2:16 - “We lost Doug.” 3:10 - Moody opening credits. I was expecting something a bit poppier. 6:54 - He’s a fun dad. Scary father-in-law though. 7:37 - Sand seeps into tyres? 12:57 - I do quite like Bradley Cooper. 13:44 - It always surprises me how very in the middle of nowhere Las Vegas is. 15:23 - Working behind a checkout must mean plenty of fascinating overheard conversations. 21:22 - Listen to Bradley! She isn’t nice! 24:48 - A one man wolf pack is a genius concept. 28:03 - How do you get a chicken past the front desk? 29:22 - Or a tiger! 35:54 - I love this backwards Sherlock stuff. 37:07 - At some point, he’ll have to stop saying it’ll all be okay. 41:04 - “It’s at the corner of get a map and eff off.” I have to say that sometime. 43:59 - I didn’t think you could get drunk and married in Vegas anymore. 54:44 - If he can talk round cops, he can talk round anyone. 59:28 - The car was fine. 1:01:32 - “I fudged up.” 1:02:59 - Doug doesn’t have a very big part in this film, he’s just mentioned a lot. 1:03:47 - “You are literally too stupid to insult.” 1:11:46 - How do they know where Mike Tyson lives? 1:18:07 - Is it really Doug in there? 1:23:04 - Why would casinos play a game that is so easily cheated? 1:28:21 - We still don’t know how he lost his tooth. 1:32:33 - He is completely orange! 1:33:35 - The tooth mystery is solved. 1:36:31 - How can you possibly shave after being out in the desert sun for two days? 1:44:45 - Woohoo for fun credits!

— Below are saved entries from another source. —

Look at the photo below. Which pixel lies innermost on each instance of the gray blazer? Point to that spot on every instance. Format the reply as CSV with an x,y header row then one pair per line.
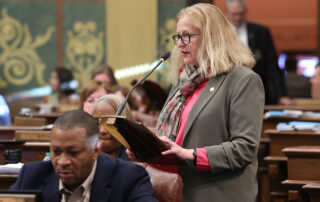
x,y
226,120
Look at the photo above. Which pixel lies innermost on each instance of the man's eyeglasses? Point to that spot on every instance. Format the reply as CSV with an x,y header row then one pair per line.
x,y
185,38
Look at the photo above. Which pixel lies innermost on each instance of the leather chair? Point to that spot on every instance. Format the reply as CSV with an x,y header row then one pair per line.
x,y
167,186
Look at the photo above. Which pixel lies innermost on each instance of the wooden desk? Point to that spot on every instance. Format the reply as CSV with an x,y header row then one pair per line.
x,y
30,151
313,191
315,108
303,168
26,133
277,161
272,122
281,139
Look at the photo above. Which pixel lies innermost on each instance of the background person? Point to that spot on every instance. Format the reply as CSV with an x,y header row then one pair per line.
x,y
91,92
213,115
109,105
259,40
78,172
104,73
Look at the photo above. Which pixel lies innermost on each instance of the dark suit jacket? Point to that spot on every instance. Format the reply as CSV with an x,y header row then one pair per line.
x,y
226,120
114,180
261,44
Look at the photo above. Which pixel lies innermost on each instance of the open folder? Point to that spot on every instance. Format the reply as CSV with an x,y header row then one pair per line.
x,y
146,146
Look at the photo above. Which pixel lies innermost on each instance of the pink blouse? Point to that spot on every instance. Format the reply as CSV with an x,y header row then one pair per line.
x,y
202,158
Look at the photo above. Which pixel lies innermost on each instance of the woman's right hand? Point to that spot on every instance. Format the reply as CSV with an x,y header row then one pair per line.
x,y
131,155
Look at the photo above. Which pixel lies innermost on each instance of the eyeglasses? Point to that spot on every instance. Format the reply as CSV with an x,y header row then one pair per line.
x,y
185,38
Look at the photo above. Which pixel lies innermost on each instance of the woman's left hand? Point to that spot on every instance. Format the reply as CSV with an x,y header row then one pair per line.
x,y
181,153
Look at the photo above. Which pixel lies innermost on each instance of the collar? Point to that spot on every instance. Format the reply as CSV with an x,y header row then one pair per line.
x,y
86,185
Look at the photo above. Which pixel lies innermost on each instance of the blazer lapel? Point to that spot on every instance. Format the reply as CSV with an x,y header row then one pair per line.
x,y
251,36
100,187
206,95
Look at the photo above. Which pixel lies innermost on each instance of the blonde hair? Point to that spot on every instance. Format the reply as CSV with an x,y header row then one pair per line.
x,y
220,48
115,101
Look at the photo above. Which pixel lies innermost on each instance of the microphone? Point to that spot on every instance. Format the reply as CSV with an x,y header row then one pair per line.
x,y
156,55
164,57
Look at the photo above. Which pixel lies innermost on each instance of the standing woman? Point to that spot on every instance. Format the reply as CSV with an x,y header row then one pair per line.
x,y
213,116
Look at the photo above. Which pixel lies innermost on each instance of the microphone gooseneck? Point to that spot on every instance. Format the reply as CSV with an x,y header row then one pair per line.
x,y
164,57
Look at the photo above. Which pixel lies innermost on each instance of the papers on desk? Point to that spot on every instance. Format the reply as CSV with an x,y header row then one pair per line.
x,y
290,114
299,125
13,168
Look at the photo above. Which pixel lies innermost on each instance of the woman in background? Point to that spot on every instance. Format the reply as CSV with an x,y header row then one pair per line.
x,y
91,92
104,73
108,105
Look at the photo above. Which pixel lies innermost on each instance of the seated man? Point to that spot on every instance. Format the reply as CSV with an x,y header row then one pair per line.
x,y
78,172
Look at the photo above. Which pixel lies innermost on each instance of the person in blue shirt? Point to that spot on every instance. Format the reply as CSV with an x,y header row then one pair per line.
x,y
4,112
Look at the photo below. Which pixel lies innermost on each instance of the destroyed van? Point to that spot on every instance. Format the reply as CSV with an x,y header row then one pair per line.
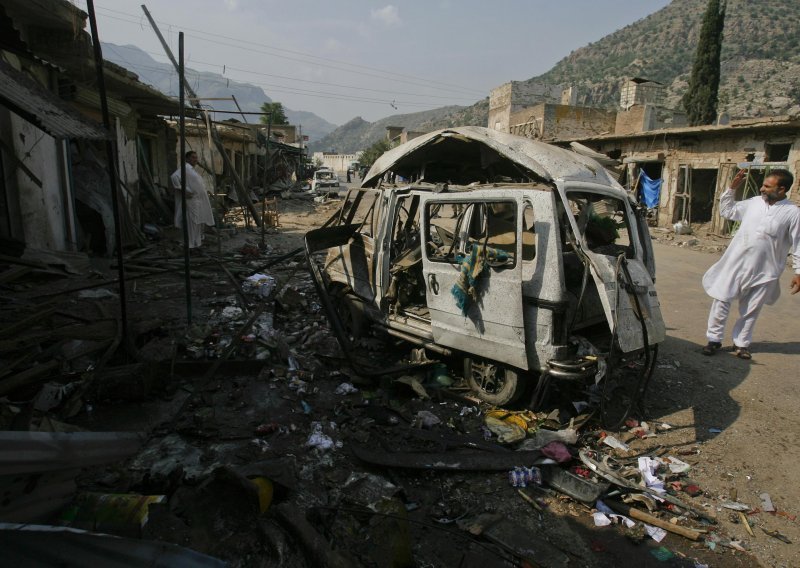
x,y
524,261
324,181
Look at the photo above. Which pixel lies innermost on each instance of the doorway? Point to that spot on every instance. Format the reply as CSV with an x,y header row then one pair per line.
x,y
703,188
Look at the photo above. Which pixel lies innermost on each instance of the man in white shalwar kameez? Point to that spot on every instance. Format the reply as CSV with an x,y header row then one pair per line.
x,y
198,206
750,268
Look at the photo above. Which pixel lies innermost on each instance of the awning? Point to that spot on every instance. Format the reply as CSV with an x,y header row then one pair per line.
x,y
42,108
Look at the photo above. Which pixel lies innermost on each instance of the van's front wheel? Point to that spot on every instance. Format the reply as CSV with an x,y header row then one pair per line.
x,y
491,382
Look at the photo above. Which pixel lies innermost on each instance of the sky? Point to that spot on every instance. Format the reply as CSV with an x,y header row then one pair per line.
x,y
354,58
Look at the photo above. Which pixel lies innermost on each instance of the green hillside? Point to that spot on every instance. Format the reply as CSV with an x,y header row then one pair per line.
x,y
760,67
761,40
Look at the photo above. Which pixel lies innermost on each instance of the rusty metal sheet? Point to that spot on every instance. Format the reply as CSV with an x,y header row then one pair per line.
x,y
447,461
33,452
45,545
40,107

I really enjoyed it, and was surprised at how much I laughed. Some of it was a bit coarse, but in the grand scheme of things it was more funny than it was anything else, and that’s a win. My crush on Bradley Cooper is fully formed now, so I may have to go back and watch the A Team again, just to see.

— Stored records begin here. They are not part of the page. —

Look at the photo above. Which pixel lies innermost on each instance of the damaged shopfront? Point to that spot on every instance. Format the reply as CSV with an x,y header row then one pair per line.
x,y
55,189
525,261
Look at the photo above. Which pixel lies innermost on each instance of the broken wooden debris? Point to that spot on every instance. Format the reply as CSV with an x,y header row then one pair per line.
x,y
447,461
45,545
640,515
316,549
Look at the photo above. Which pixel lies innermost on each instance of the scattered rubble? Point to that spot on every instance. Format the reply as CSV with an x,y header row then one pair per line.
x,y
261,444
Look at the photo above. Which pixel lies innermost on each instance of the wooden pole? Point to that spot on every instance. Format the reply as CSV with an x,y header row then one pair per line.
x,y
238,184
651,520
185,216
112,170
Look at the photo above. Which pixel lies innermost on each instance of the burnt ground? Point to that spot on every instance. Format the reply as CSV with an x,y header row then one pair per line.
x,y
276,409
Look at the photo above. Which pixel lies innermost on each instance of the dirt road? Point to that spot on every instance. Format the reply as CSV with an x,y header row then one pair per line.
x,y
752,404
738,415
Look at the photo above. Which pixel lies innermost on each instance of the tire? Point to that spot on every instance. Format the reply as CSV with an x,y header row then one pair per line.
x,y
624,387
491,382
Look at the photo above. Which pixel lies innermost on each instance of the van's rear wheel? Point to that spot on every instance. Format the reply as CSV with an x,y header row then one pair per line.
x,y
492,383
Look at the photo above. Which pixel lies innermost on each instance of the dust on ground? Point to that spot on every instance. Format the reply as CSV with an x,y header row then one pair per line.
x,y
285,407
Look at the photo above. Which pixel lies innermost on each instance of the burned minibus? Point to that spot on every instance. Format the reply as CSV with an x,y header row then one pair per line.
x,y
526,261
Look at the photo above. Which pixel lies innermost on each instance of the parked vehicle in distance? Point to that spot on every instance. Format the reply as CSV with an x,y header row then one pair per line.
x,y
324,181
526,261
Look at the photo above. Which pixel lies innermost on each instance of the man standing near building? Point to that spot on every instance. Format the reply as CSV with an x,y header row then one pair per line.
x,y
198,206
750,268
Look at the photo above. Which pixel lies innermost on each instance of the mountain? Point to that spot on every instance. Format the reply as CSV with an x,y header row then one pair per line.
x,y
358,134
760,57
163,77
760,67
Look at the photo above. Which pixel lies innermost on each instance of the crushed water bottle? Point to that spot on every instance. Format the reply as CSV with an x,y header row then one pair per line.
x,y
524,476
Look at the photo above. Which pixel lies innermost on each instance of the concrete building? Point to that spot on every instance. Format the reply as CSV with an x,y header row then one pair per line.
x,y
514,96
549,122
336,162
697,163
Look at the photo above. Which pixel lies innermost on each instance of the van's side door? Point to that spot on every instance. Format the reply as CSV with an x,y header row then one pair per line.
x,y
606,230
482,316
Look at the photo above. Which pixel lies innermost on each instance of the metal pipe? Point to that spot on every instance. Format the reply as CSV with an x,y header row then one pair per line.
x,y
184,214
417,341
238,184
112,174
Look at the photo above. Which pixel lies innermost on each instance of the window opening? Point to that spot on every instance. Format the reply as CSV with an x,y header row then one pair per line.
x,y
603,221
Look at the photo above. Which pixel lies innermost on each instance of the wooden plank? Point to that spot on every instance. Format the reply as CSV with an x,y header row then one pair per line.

The only reasons I’m not really giving it a 5 out of 5 is that I was slightly perplexed by a couple of things. Firstly, how is it possible that Bradley could take such a beating throughout, on top of being so hungover and supposedly having damaged ribs, and still be upright by the end? Secondly and thirdly, I thought they relied a tiny bit too much on the dumb guy being dumb for laughs, and by the end there was a bit too much swearing for my delicate ears. Other than that, it was top notch.